D'autres scientifiques sont d'accord. «Au moment où l’UICN a défini les critères, ce type de technologies n’était pas disponible», déclare Wesley Hochachka, directeur adjoint des études sur la population d’oiseaux au Cornell Lab of Ornithology. «Une approche comme celle-ci peut aider à moderniser le système de classification, en particulier dans les régions du monde où les données sur le terrain sont rares. Ce que les auteurs font, c’est presque un appel à plus de données et plus d’informations pour permettre des évaluations encore meilleures, plus claires et plus précises de l’endroit où vivent les espèces. ”
Les chercheurs pensent que leurs découvertes s’étendent probablement aussi aux mammifères et aux amphibiens.

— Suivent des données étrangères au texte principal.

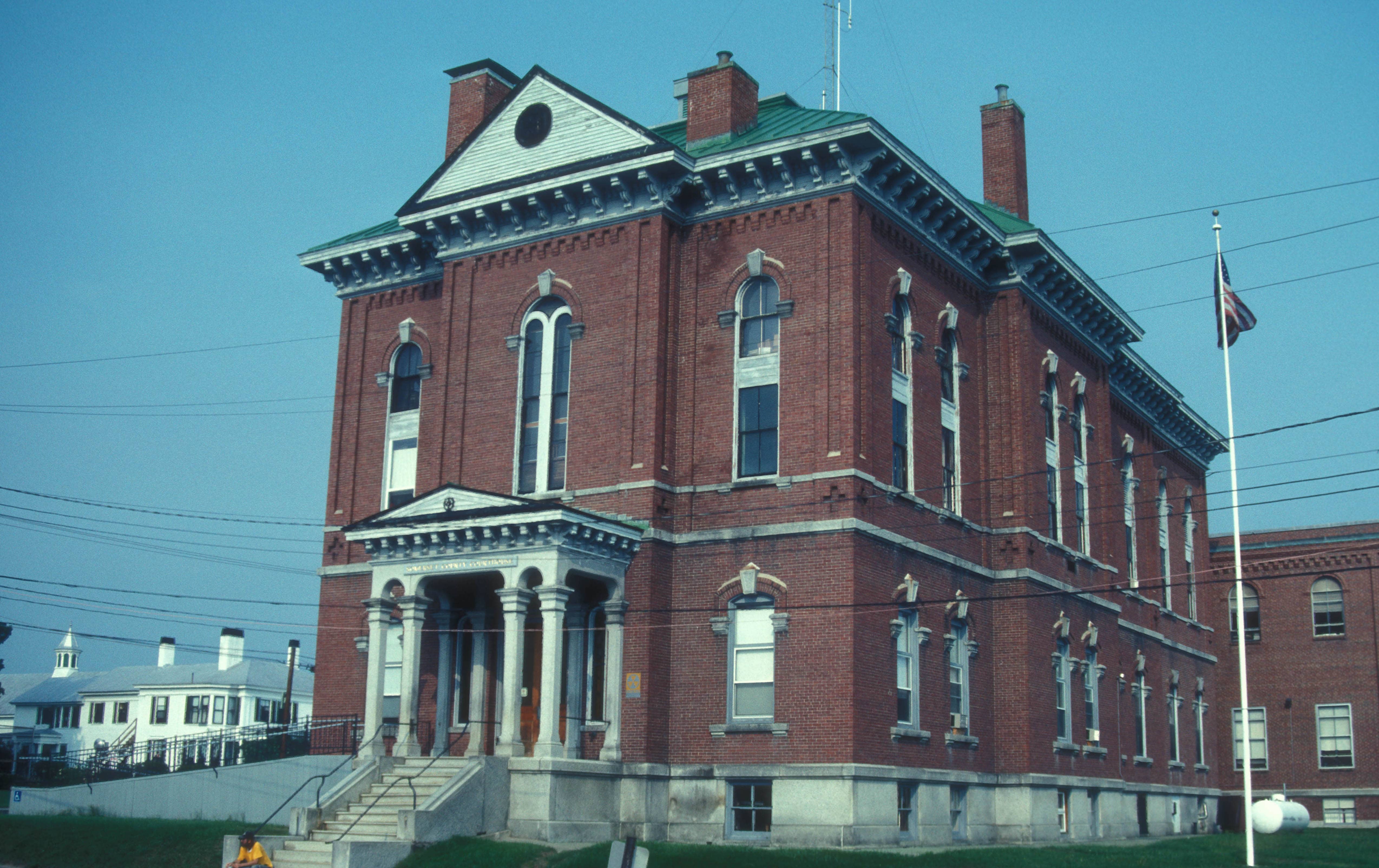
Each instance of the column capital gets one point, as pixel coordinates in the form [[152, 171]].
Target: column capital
[[515, 600], [555, 596], [414, 607], [616, 611]]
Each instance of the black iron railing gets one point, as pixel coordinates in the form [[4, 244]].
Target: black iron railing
[[209, 750]]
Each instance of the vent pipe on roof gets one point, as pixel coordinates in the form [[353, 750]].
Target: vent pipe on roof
[[168, 648], [232, 648]]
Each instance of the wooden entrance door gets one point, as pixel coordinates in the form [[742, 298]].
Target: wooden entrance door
[[530, 728]]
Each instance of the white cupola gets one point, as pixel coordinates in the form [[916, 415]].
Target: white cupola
[[67, 655]]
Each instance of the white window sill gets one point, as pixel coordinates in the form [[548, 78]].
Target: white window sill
[[909, 732], [719, 731]]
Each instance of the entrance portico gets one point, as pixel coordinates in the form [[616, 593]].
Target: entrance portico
[[515, 592]]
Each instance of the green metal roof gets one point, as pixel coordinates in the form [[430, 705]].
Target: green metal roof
[[373, 232], [778, 118], [1004, 220]]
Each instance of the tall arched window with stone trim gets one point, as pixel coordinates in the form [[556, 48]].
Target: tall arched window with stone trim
[[405, 388], [544, 399], [752, 658], [1328, 611], [898, 327], [1053, 484], [758, 379], [951, 377]]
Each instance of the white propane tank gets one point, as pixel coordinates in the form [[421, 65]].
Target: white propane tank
[[1278, 815]]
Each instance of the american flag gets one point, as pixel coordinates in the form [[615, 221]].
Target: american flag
[[1237, 316]]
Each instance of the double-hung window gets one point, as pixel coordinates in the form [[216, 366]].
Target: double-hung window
[[1251, 612], [1258, 739], [1174, 703], [898, 326], [1328, 611], [1062, 692], [1054, 487], [1335, 747], [751, 815], [1090, 691], [959, 669], [403, 419], [752, 659], [544, 399], [758, 379], [1164, 572], [907, 670], [1138, 701], [949, 418], [1130, 484], [1085, 541]]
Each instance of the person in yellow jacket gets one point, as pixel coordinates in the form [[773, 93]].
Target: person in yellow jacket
[[252, 853]]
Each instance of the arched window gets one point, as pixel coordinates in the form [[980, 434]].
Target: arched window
[[1053, 485], [1328, 612], [752, 658], [898, 326], [403, 403], [951, 455], [907, 669], [758, 379], [1085, 541], [544, 399], [760, 320], [1164, 571], [1251, 615], [1130, 484]]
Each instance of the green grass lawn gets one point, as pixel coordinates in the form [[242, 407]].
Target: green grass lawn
[[83, 842]]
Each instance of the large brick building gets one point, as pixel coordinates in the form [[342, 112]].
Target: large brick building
[[1313, 656], [740, 479]]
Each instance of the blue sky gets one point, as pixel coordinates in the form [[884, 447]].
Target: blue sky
[[160, 166]]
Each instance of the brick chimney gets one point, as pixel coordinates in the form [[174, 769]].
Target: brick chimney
[[475, 90], [722, 101], [1003, 155]]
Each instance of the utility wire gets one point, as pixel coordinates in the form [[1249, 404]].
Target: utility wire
[[236, 346], [1245, 247], [1242, 202]]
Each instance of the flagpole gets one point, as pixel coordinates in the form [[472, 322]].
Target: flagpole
[[1240, 582]]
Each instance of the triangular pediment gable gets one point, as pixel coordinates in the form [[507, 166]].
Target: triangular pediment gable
[[446, 499], [583, 130]]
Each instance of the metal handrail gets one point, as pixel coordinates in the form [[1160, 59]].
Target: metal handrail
[[450, 743], [325, 778]]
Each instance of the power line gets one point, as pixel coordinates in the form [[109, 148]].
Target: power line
[[1199, 298], [236, 346], [207, 516], [191, 404], [1245, 247], [1242, 202]]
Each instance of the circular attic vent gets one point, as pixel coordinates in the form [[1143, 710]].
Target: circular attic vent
[[533, 124]]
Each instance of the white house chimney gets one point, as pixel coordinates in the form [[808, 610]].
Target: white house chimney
[[168, 648], [232, 647]]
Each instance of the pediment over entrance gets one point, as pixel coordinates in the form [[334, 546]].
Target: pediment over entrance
[[449, 499]]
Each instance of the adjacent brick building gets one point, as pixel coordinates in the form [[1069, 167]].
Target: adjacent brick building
[[1313, 669], [833, 506]]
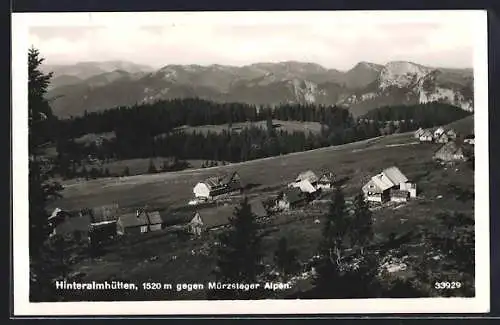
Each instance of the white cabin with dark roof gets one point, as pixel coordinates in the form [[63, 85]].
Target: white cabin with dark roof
[[389, 185], [217, 186]]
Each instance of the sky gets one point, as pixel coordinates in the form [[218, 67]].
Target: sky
[[333, 43]]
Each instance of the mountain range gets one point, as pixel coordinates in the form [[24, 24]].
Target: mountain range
[[94, 86]]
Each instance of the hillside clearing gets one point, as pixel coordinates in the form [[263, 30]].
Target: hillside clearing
[[290, 126]]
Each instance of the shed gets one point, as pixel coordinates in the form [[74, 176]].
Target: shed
[[450, 152], [426, 136], [443, 138], [418, 133], [326, 181], [139, 222], [307, 175], [215, 186], [438, 132], [291, 198], [77, 226], [451, 134], [109, 212], [399, 195], [258, 209], [469, 139]]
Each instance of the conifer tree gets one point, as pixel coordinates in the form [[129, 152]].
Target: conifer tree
[[240, 256], [362, 225], [286, 259], [332, 246]]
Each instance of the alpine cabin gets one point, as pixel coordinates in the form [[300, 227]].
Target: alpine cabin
[[218, 186]]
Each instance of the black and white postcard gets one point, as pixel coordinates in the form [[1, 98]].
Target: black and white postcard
[[250, 163]]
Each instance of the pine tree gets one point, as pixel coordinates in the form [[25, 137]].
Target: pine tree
[[41, 190], [286, 259], [332, 246], [362, 227], [239, 256]]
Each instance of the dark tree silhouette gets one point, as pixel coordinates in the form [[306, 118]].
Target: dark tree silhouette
[[239, 255]]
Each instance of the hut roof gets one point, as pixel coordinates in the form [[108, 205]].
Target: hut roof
[[399, 193], [307, 175], [258, 208], [327, 177], [294, 195], [449, 148], [132, 220], [382, 182], [395, 175]]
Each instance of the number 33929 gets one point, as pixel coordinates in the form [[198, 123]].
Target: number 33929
[[447, 285]]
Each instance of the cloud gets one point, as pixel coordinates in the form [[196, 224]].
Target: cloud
[[332, 44]]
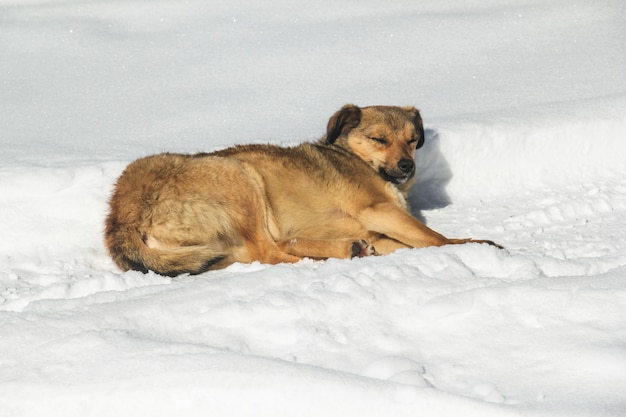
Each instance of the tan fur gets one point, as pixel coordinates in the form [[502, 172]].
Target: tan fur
[[340, 197]]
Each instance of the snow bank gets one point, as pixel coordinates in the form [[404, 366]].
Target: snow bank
[[525, 112]]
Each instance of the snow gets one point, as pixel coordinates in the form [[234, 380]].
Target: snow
[[525, 109]]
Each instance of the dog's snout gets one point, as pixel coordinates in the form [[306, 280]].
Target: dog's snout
[[406, 165]]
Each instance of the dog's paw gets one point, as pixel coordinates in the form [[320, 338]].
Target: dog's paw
[[361, 248]]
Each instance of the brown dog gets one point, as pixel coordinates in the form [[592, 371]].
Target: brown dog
[[340, 197]]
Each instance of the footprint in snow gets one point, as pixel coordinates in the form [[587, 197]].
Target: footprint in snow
[[397, 369]]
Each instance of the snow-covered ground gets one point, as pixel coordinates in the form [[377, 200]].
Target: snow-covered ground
[[525, 108]]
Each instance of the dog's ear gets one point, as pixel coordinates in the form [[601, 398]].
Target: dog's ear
[[340, 123], [419, 126]]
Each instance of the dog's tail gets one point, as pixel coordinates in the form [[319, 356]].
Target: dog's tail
[[130, 251]]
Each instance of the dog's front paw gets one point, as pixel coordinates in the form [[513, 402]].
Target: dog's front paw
[[361, 248]]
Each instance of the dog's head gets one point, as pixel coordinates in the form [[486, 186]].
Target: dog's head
[[385, 137]]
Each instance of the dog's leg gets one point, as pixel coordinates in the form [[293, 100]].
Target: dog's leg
[[323, 249], [393, 221]]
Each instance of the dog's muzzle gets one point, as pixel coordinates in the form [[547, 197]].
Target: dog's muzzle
[[403, 172]]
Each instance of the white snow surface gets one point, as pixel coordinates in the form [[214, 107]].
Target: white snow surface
[[524, 104]]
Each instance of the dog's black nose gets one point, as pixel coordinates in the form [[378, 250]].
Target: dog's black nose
[[406, 165]]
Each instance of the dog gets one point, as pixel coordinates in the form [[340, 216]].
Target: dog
[[341, 197]]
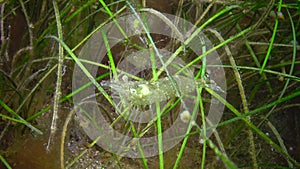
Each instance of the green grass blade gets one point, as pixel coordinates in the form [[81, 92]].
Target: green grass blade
[[272, 40], [7, 108]]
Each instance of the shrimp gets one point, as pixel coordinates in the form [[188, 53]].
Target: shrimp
[[146, 93]]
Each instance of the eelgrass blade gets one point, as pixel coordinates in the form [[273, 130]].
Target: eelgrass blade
[[5, 162], [272, 40], [7, 108]]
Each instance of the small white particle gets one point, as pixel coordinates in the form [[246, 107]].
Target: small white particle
[[185, 116]]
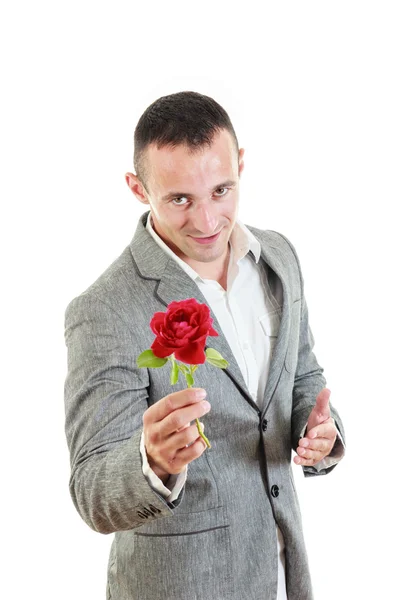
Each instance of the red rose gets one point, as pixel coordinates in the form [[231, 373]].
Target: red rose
[[182, 330]]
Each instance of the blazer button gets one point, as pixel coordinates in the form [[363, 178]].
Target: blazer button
[[275, 491]]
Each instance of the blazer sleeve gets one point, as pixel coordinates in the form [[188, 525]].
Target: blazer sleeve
[[308, 382], [106, 395]]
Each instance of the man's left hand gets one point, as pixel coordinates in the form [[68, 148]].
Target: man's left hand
[[320, 433]]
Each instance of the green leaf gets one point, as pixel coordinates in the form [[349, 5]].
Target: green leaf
[[148, 359], [189, 379], [212, 353], [216, 359], [174, 374]]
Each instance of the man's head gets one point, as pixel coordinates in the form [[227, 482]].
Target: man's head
[[188, 166]]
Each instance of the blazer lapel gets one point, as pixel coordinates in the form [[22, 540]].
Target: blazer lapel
[[172, 283]]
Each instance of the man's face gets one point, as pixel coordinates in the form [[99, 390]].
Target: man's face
[[193, 196]]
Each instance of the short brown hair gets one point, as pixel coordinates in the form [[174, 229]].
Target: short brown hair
[[186, 118]]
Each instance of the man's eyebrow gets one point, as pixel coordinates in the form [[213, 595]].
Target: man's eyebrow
[[171, 195]]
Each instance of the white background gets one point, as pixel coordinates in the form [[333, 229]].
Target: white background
[[312, 88]]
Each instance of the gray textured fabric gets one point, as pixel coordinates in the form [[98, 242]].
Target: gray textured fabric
[[218, 539]]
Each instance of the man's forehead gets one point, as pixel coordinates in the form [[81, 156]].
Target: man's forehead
[[172, 165]]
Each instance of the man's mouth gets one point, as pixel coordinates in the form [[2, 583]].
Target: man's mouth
[[208, 240]]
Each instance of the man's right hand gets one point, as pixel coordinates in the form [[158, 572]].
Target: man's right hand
[[170, 441]]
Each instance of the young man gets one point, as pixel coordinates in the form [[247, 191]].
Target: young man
[[192, 523]]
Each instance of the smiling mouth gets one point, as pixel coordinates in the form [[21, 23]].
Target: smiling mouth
[[206, 240]]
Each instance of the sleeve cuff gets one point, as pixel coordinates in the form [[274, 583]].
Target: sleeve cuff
[[175, 482]]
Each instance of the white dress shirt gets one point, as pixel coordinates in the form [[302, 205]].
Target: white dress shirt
[[249, 317]]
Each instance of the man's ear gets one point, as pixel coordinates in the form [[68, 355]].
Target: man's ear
[[241, 162], [136, 187]]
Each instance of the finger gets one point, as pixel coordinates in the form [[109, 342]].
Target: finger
[[186, 455], [177, 419], [317, 444], [305, 461], [326, 430], [161, 409], [316, 455], [322, 405], [179, 440]]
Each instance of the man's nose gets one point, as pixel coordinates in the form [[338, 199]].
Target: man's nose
[[205, 220]]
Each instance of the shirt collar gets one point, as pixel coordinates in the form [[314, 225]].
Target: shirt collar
[[242, 241]]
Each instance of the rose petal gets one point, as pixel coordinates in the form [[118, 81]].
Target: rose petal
[[160, 350]]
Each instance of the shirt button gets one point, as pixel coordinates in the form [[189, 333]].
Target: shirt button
[[275, 491]]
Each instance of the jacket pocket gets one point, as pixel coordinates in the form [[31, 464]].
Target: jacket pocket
[[184, 557]]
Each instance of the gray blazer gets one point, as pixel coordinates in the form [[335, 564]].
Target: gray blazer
[[218, 539]]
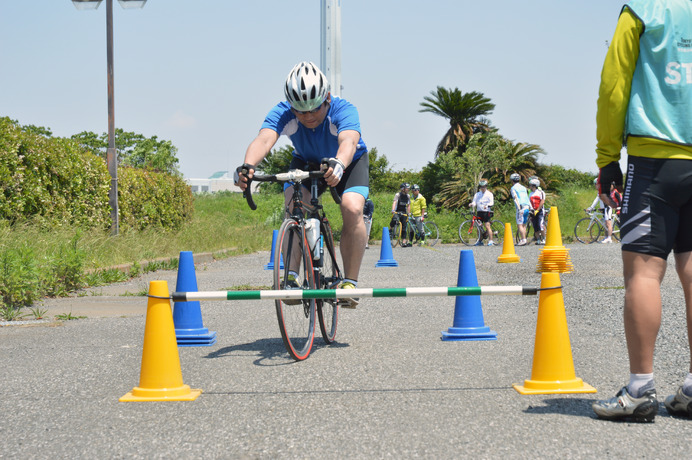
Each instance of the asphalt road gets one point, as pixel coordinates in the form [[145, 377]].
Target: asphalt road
[[389, 387]]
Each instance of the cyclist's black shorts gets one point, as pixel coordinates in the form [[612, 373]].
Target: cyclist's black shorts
[[356, 177], [485, 216], [656, 214]]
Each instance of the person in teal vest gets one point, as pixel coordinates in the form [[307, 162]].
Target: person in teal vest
[[644, 103]]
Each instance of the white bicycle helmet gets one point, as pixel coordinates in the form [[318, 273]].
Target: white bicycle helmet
[[306, 87]]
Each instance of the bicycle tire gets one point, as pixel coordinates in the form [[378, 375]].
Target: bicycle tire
[[583, 230], [498, 229], [296, 317], [432, 233], [328, 278], [468, 233]]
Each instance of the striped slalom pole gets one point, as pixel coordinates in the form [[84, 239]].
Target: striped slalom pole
[[351, 293]]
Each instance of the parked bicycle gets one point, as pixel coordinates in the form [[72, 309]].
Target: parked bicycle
[[398, 234], [306, 247], [472, 231], [589, 229]]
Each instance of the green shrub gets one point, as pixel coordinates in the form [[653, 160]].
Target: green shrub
[[50, 181], [149, 199]]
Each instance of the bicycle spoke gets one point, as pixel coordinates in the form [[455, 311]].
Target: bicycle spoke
[[296, 317]]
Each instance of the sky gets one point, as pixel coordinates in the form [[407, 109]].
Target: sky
[[203, 74]]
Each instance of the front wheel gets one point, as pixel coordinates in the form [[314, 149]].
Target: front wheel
[[468, 233], [296, 316], [586, 230], [431, 232]]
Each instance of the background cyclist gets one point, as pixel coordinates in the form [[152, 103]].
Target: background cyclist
[[483, 202], [520, 196], [537, 199], [401, 204], [606, 209], [320, 125], [419, 211]]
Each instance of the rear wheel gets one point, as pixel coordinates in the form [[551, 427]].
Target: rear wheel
[[329, 277], [586, 230], [296, 316], [468, 233]]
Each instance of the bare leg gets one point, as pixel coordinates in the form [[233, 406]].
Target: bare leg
[[643, 276], [353, 234], [683, 265]]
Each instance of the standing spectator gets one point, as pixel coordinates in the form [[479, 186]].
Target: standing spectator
[[520, 196], [645, 100], [368, 210], [401, 208], [537, 200], [419, 211], [483, 201]]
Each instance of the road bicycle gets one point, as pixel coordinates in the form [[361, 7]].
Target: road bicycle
[[411, 233], [529, 227], [306, 247], [589, 229], [473, 231]]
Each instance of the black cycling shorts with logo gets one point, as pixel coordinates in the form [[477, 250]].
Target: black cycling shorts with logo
[[656, 215]]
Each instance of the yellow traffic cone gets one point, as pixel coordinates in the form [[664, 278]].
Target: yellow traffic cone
[[553, 367], [508, 256], [555, 256], [160, 378]]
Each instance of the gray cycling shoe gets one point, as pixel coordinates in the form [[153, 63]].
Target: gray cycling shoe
[[679, 404], [625, 407]]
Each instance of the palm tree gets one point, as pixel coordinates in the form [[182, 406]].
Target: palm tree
[[466, 114]]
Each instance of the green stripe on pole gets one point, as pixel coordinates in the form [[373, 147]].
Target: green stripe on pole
[[347, 293], [389, 292]]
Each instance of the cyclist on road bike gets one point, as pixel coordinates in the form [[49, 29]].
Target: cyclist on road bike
[[320, 125], [537, 199], [520, 196], [419, 211], [607, 209], [401, 204], [483, 201]]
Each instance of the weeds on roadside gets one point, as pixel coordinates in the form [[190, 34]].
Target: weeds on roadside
[[68, 317], [8, 313]]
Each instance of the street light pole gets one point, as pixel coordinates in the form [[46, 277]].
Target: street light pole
[[111, 152]]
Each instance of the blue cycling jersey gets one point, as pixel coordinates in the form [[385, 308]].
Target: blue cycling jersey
[[311, 145]]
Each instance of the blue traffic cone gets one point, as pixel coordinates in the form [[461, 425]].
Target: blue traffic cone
[[386, 256], [187, 316], [270, 265], [468, 315]]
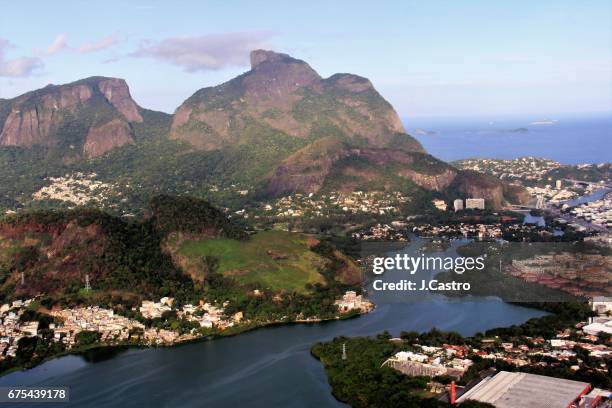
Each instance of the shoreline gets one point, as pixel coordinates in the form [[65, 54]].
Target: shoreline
[[81, 350]]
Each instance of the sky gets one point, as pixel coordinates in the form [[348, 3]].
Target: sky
[[428, 58]]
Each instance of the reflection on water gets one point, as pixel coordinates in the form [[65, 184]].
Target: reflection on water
[[263, 368]]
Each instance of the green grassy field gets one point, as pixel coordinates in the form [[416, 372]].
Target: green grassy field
[[253, 261]]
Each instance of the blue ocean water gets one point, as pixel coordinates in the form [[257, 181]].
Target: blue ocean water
[[569, 139]]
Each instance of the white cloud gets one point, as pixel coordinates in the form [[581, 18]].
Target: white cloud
[[17, 67], [102, 44], [206, 52]]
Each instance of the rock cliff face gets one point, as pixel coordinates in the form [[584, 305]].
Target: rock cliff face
[[91, 115], [344, 132], [285, 94]]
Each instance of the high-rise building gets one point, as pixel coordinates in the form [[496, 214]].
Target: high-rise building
[[458, 204], [474, 203]]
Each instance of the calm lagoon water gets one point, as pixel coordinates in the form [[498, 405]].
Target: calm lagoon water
[[263, 368]]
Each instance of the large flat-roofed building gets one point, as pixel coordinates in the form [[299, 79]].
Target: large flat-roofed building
[[513, 390], [458, 204], [474, 203]]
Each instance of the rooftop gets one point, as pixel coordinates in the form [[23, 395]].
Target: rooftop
[[510, 390]]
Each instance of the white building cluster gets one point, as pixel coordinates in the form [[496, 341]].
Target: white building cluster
[[352, 301], [77, 189]]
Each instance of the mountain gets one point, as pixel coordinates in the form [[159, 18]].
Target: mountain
[[341, 134], [85, 118], [285, 94], [56, 249], [55, 252], [277, 129]]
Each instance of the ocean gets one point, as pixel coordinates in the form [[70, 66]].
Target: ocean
[[568, 139]]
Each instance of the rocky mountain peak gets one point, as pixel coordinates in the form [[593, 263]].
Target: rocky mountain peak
[[260, 56], [102, 106]]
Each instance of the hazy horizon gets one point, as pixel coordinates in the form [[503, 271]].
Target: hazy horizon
[[427, 59]]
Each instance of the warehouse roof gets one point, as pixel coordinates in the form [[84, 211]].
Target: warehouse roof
[[511, 390]]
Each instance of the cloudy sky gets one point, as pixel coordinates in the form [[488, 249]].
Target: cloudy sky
[[428, 58]]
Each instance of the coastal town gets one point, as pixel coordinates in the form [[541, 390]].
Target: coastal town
[[111, 328], [571, 347], [521, 170]]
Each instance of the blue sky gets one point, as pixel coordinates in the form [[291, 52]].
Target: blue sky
[[428, 58]]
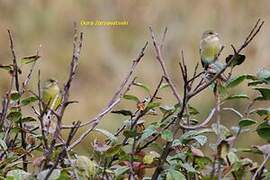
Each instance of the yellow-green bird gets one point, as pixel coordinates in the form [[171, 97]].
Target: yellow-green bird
[[210, 46], [51, 94]]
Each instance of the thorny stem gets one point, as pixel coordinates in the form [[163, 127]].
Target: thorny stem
[[188, 96], [17, 86]]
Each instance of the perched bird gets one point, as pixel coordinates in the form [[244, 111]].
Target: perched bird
[[210, 46], [51, 94]]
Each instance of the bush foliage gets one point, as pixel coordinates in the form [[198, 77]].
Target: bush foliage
[[176, 145]]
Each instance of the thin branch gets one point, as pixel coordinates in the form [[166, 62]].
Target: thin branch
[[250, 37], [163, 66], [17, 86], [261, 167]]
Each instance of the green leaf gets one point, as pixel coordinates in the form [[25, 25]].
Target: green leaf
[[6, 67], [28, 119], [29, 59], [131, 97], [192, 110], [18, 174], [261, 111], [237, 59], [107, 133], [201, 139], [15, 95], [64, 175], [189, 168], [167, 135], [142, 86], [148, 132], [256, 82], [113, 150], [238, 79], [232, 157], [129, 133], [174, 175], [190, 134], [3, 145], [54, 176], [123, 112], [166, 109], [263, 73], [265, 92], [224, 131], [237, 96], [263, 130], [164, 85], [121, 170], [246, 122], [28, 100], [152, 105], [14, 116]]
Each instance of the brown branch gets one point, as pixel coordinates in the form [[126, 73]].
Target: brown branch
[[188, 96], [115, 100], [249, 38], [163, 66], [116, 97], [15, 73]]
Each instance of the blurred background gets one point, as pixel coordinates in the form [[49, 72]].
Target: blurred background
[[108, 51]]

Pour sa part, l’UICN conteste l’étude. Stuart Butchart, directeur de Birdlife International, le groupe qui supervise les oiseaux de la liste rouge, a confié à Angela Chen de The Verge que le journal était "fondamentalement imparfait". Butchart dit que l'étude utilise un ensemble de métriques différent de celui de l'UICN. L'UICN utilise une large gamme d'habitats, tandis que l'étude utilise des critères beaucoup plus étroits. C'est comme si on disait que la fourchette potentielle du merle d'Amérique sur l'île de Manhattan n'est que Central Park, au lieu de l'île entière, fait-il remarquer. En n'incluant que Central Park dans les données, le document exagère le risque mis en danger pour l'oiseau. «Ils génèrent ces résultats là où ils prédisent que nous avons sous-estimé le risque d'extinction parce qu'ils cherchent la mauvaise mesure», déclare Michael Hoffman, responsable scientifique de l'UICN.
Quoi qu’il en soit, les auteurs de l’étude affirment que la recherche souligne la nécessité pour l’UICN d’adopter les nouvelles technologies disponibles en science de la conservation. «Ce que nous faisons avec le plus d'attention est de montrer que, si les évaluations de l'UICN peuvent être cohérentes, elles n'incluent pas de données géospatiales facilement disponibles qui amélioreraient considérablement la précision des évaluations du risque de disparition d'une espèce», expliquent-ils à Rutkin. "Nous faisons des suggestions spécifiques sur la manière dont l'UICN pourrait améliorer ses directives pour des évaluations plus cohérentes."